Cultural Services – These include the non-material benefits people gain from ecosystems, such as recreational opportunities, aesthetic enjoyment, and spiritual value.

Supporting Services – These services support the processes necessary for the production of other ecosystem services, such as nutrient cycling or soil formation.

Incorporating ecosystem services: the framework

To approach the prospect of incorporating ecosystem services, the DFSI philosophy sets out a framework that should be followed when planning and executing a project.

The ecosystem services framework, at its core, bridges ecosystems to the socio-cultural context of human wellbeing and addresses the relationships between the two. Equally, the framework helps to analyse the impacts humans have on ecosystems and the feedback effects these changes have for the ecosystem benefits to humans.

A hands-on method, generally used as the starting point for the integrated assessment and evaluation of project benefits and impacts was proposed in the IADC Terra et Aqua journal in 2015.
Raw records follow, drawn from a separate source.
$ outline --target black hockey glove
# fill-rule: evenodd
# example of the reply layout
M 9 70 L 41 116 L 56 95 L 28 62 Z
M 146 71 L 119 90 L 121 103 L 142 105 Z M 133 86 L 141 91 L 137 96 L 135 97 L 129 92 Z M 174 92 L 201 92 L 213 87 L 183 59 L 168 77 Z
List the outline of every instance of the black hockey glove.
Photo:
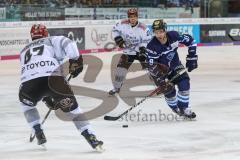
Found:
M 77 60 L 69 59 L 69 73 L 72 75 L 72 78 L 75 78 L 83 70 L 83 58 L 80 57 Z
M 157 92 L 157 95 L 159 94 L 167 94 L 169 92 L 171 92 L 174 89 L 174 84 L 172 84 L 171 82 L 162 80 L 159 84 L 158 84 L 159 90 Z
M 121 36 L 115 37 L 114 41 L 120 48 L 125 48 L 125 42 Z
M 197 55 L 187 55 L 186 68 L 188 69 L 188 72 L 191 72 L 192 70 L 198 67 L 197 60 L 198 60 Z
M 137 53 L 138 59 L 140 61 L 145 61 L 147 55 L 146 55 L 146 48 L 145 47 L 139 47 L 139 52 Z

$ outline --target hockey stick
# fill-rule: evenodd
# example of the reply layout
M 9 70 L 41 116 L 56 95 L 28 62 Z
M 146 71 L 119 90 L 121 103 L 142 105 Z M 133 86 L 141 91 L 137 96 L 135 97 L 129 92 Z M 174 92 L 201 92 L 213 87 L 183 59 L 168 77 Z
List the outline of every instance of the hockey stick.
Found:
M 239 42 L 240 41 L 240 39 L 235 39 L 230 33 L 228 34 L 228 37 L 234 42 Z
M 72 75 L 70 75 L 70 76 L 68 77 L 68 80 L 67 80 L 67 81 L 70 81 L 71 78 L 72 78 Z M 44 119 L 43 119 L 43 121 L 42 121 L 42 123 L 41 123 L 41 125 L 43 125 L 43 124 L 45 123 L 45 121 L 47 120 L 47 118 L 48 118 L 49 114 L 51 113 L 51 111 L 52 111 L 52 109 L 49 109 L 49 110 L 48 110 L 47 114 L 45 115 L 45 117 L 44 117 Z M 35 132 L 34 132 L 34 133 L 32 132 L 32 133 L 30 134 L 29 141 L 32 142 L 32 141 L 35 139 L 35 137 L 36 137 Z
M 172 82 L 173 80 L 175 80 L 177 77 L 179 77 L 180 75 L 182 75 L 184 72 L 186 72 L 186 69 L 181 70 L 180 72 L 178 72 L 175 76 L 172 77 L 172 79 L 170 79 L 168 82 Z M 158 93 L 158 91 L 160 91 L 161 88 L 157 87 L 154 91 L 152 91 L 149 95 L 147 95 L 146 97 L 144 97 L 142 100 L 140 100 L 138 103 L 136 103 L 135 105 L 133 105 L 132 107 L 130 107 L 129 109 L 127 109 L 125 112 L 123 112 L 122 114 L 120 114 L 119 116 L 104 116 L 104 120 L 108 120 L 108 121 L 116 121 L 118 119 L 120 119 L 122 116 L 124 116 L 125 114 L 128 114 L 133 108 L 137 107 L 139 104 L 143 103 L 146 99 L 148 99 L 149 97 L 152 97 L 154 94 Z

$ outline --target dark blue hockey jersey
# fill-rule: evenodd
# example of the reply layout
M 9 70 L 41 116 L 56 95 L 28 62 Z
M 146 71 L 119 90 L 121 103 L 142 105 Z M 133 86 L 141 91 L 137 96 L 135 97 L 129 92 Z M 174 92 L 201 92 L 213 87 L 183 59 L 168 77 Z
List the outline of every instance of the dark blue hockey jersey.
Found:
M 176 31 L 168 31 L 167 39 L 166 44 L 161 44 L 156 37 L 153 37 L 148 43 L 146 54 L 150 68 L 155 63 L 161 63 L 167 65 L 170 71 L 175 70 L 176 67 L 181 65 L 177 52 L 179 44 L 188 47 L 188 56 L 195 56 L 197 44 L 192 36 L 188 34 L 179 35 Z

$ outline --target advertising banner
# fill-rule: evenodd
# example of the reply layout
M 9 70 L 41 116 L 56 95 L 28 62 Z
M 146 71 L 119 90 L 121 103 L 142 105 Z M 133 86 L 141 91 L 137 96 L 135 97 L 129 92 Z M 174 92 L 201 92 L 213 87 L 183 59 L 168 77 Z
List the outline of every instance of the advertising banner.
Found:
M 200 28 L 202 43 L 233 42 L 230 36 L 240 40 L 240 24 L 202 24 Z
M 50 36 L 65 36 L 77 43 L 78 49 L 85 49 L 85 28 L 49 28 Z
M 29 29 L 1 28 L 0 55 L 19 54 L 25 45 L 30 42 Z
M 28 8 L 21 10 L 22 20 L 31 21 L 31 20 L 64 20 L 64 10 L 63 9 L 51 9 L 47 10 L 46 8 Z
M 111 25 L 86 27 L 85 38 L 86 49 L 111 49 L 115 46 Z
M 6 8 L 0 8 L 0 20 L 6 19 Z

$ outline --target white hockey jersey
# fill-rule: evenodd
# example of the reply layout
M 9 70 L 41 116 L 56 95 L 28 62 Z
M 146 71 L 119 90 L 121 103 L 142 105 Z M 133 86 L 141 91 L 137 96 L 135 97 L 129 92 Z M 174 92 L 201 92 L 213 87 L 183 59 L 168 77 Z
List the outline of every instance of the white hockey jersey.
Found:
M 20 52 L 21 82 L 45 76 L 63 76 L 65 58 L 77 59 L 75 42 L 64 36 L 51 36 L 32 41 Z
M 113 37 L 121 36 L 125 41 L 126 47 L 123 49 L 124 54 L 136 55 L 139 47 L 146 47 L 152 36 L 150 30 L 141 22 L 132 27 L 128 19 L 117 23 L 112 30 Z

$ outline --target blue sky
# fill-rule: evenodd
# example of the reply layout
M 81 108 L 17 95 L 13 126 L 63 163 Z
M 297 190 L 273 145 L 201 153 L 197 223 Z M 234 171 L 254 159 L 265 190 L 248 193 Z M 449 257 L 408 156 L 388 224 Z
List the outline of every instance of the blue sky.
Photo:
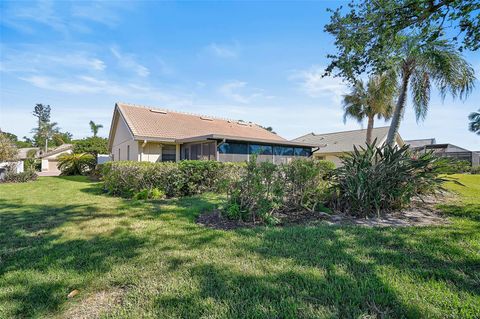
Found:
M 334 52 L 326 8 L 342 3 L 2 1 L 0 128 L 29 136 L 44 103 L 75 138 L 90 120 L 107 136 L 116 101 L 248 120 L 289 139 L 360 128 L 343 123 L 346 86 L 321 77 Z M 480 55 L 465 57 L 479 77 Z M 478 87 L 465 102 L 435 92 L 421 123 L 409 105 L 402 137 L 480 150 L 467 130 Z

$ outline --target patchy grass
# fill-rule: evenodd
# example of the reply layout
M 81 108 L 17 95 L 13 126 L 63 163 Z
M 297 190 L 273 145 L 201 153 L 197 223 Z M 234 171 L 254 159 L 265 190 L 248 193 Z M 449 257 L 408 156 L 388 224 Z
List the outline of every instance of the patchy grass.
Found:
M 458 178 L 459 199 L 441 205 L 452 223 L 383 229 L 213 230 L 194 222 L 212 194 L 128 201 L 83 177 L 0 185 L 0 317 L 478 318 L 480 175 Z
1.  Identify the different habitat types that are affected by the project;

2.  Identify all ecosystem services delivered by those habitat types and select the relevant ecosystem services for the specific project;

3. Describe each ecosystem service as well as the underlying processes driving its delivery; and finally

4. Calculate the impact on all relevant ecosystem services in a quantitative and monetary way as much as possible.

Boersma, A., K. Van der Biest and P. Meire. 2015. Ecosystem Services: Towards integrated maritime infrastructure project assessments

Given the diverse nature of different ecosystem services, and the subsequent challenges posed in making calculations, each service generally has its own parameter (hence unit) that is used to enable quantification of effects. For instance, carbon sequestration is expressed in tonnes per hectare per year, while wood production is calculated as a volume (m3) per hectare per year. For monetary evaluation, these numbers need to be converted into financial figures (e.g. euro per year) in order to enable an objective comparison of project scenarios or design alternatives.

Non-use value of nature

Most of the ecosystem services are goods and services that can be used directly by people. The non-use value, however, has to be included in the overall balance as well. Not only because it is the right thing to do to protect nature as an intrinsic value, but also because we generate welfare from the protection of nature. We feel good by saving or developing nature, for example because these nature values remain available for next generations.

Precisely quantifying the non-use value of nature is, of course, impossible, so to get the best idea of that non-use value, the most productive thing to do is turn to public opinion. 

On example of this approach is the Contingent Valuation Method (CVM). In this method, carefully formulated survey queries are used to ask respondents how much they would be willing to pay for conservation of a natural, cultural or environmental element. This method is based on the ‘Willingness to Pay’ principle.

The principal benefit of including non-use values of nature in the evaluation assessment is that they become visible in the monetised overall cost-benefit analysis. In that way, they can play an important role in the acceptability of nature-based solutions for infrastructure projects.

In other cases, it is not appropriate to view the non-use value of nature through the lens of willingness to pay. For example, a dredging project may be proposed in an area that has intrinsic cultural value, meaning that the Public and Cultural Value Assessment method should be used. A dredging project may threaten a habitat that has cultural, historical, or symbolic value to local communities, so the non-use value should be assessed through public consultations or ethnographic studies that explore how these cultural and spiritual values are related to nature.

Ultimately, with the right long-term view, the involvement of stakeholders and appreciation of the eventual economic benefits derived from ecosystem services, sustainable dredging projects can become the norm.